Elevated Request Latency

Incident Report for SCORM Cloud

Postmortem

First, we apologize for the unexpected service issues on June 9, 2020. Between 2:36 PM UTC and 2:45 PM UTC, SCORM Cloud experienced elevated response latency. Customers may have encountered request timeouts during this time. Response times were especially high at approximately 2:38 PM UTC.

This service degradation occurred because of an inefficient database query in an API call. The query was only invoked by the API for customers on our Trial (free) plan. The query execution time was proportional to an account's historical registration count.

On the 9th of June, a large customer account was downgraded to Trial status for billing reasons. After the downgrade, their API traffic continued as normal for the size of their account. The inefficient query overwhelmed backend database resources.

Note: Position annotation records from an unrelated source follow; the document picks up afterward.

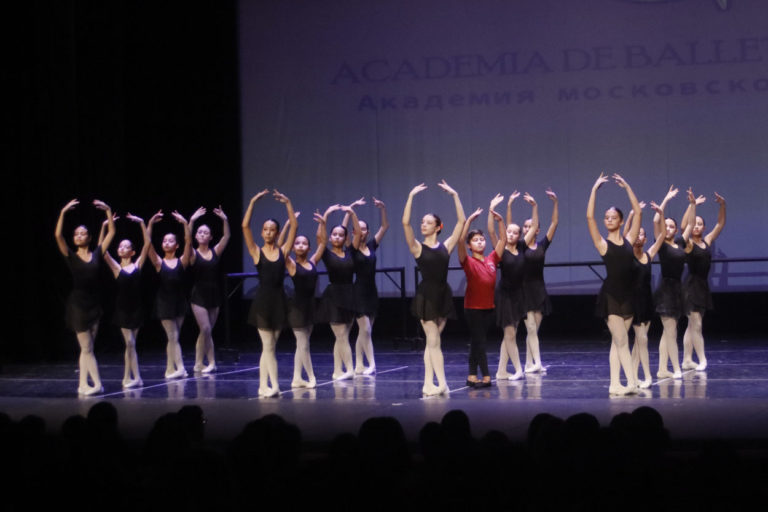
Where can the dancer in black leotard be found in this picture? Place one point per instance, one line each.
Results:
(668, 296)
(301, 314)
(269, 309)
(128, 311)
(642, 297)
(510, 297)
(338, 302)
(83, 305)
(171, 301)
(614, 302)
(696, 288)
(366, 294)
(206, 290)
(537, 304)
(433, 302)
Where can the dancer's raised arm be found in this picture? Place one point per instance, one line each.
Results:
(594, 232)
(530, 236)
(413, 245)
(555, 214)
(637, 221)
(498, 198)
(451, 241)
(292, 222)
(514, 195)
(101, 205)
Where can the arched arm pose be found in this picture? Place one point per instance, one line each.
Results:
(83, 303)
(206, 290)
(366, 293)
(128, 310)
(615, 298)
(171, 302)
(433, 302)
(698, 298)
(269, 308)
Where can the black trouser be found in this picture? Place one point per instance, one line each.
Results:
(479, 321)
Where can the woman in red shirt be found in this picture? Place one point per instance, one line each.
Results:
(478, 299)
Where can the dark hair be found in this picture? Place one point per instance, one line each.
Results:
(474, 232)
(342, 227)
(438, 222)
(275, 221)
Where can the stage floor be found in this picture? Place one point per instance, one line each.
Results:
(729, 400)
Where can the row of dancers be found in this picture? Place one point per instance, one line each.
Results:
(351, 295)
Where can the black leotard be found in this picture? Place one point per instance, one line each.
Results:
(669, 295)
(510, 298)
(366, 294)
(433, 299)
(642, 297)
(302, 305)
(338, 301)
(206, 290)
(171, 301)
(83, 305)
(128, 313)
(269, 308)
(615, 297)
(696, 289)
(534, 289)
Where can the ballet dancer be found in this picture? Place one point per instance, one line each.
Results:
(366, 294)
(697, 296)
(83, 306)
(479, 307)
(642, 296)
(668, 296)
(206, 289)
(510, 298)
(433, 302)
(301, 313)
(338, 300)
(537, 302)
(171, 300)
(269, 308)
(614, 303)
(128, 311)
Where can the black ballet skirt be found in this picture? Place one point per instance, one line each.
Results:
(643, 296)
(668, 297)
(206, 290)
(337, 304)
(128, 312)
(433, 299)
(510, 298)
(534, 289)
(170, 301)
(83, 309)
(616, 297)
(696, 294)
(301, 312)
(269, 308)
(366, 294)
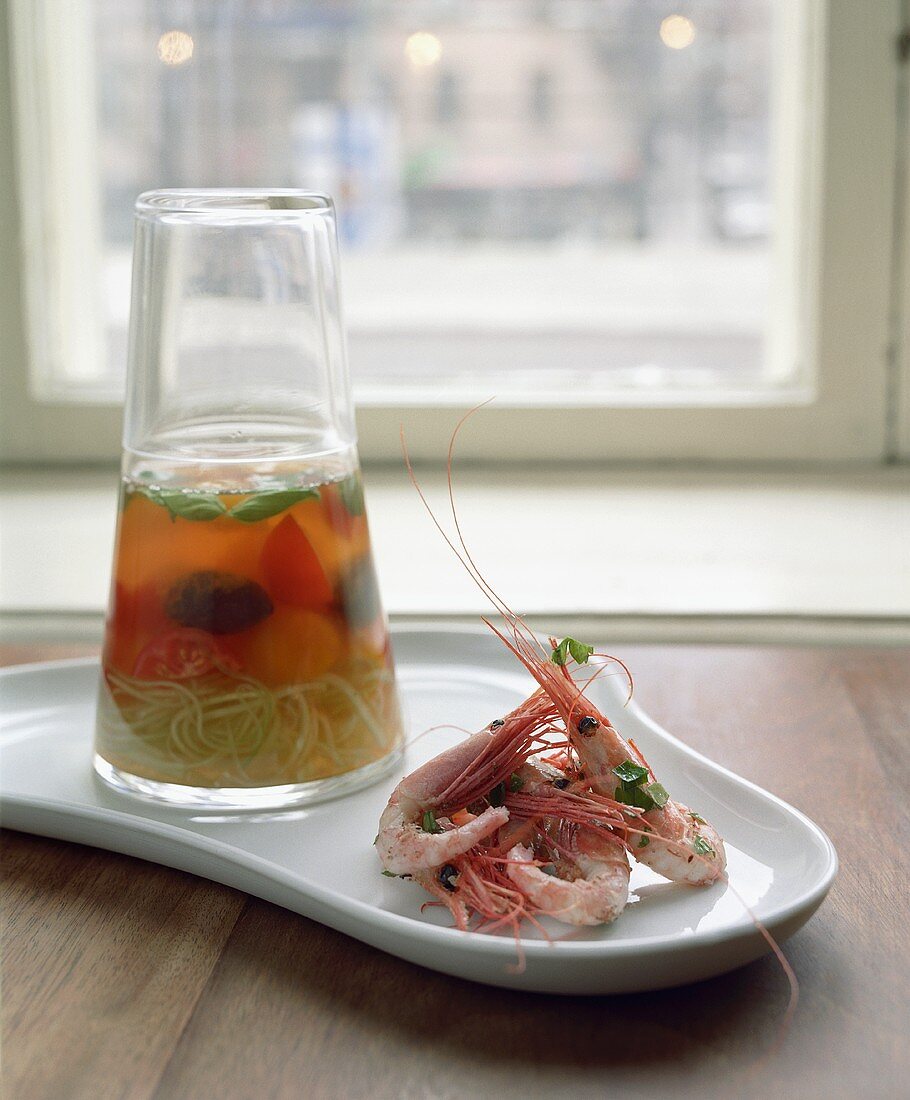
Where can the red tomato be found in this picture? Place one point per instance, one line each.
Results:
(293, 572)
(181, 655)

After identifying the issue, we implemented temporary mitigation measures. At the same time, we rewrote the inefficient query. The new implementation executes in a constant amount of time, regardless of account size. At 6:12 PM UTC we deployed the new query, and resolved the issue.

This specific problem will not reoccur. Our code review process should prevent the addition of any unbounded queries included in an API method. Additionally, we will review older parts of our code base for similar problems.

Again, we apologize for the inconvenience.

Posted Jun 10, 2020 - 20:12 UTC

Resolved

A fix for this incident has been deployed. We will attach a postmortem with more information to our status page later.

Posted Jun 09, 2020 - 18:14 UTC

Identified

The issue has been identified and a fix is being implemented. In the meantime, we have a workaround and we're monitoring the system.

Posted Jun 09, 2020 - 15:19 UTC

Investigating

Engineers are investigating unexpected high request latency.

Posted Jun 09, 2020 - 14:57 UTC

This incident affected: SCORM Cloud Website and SCORM Cloud API.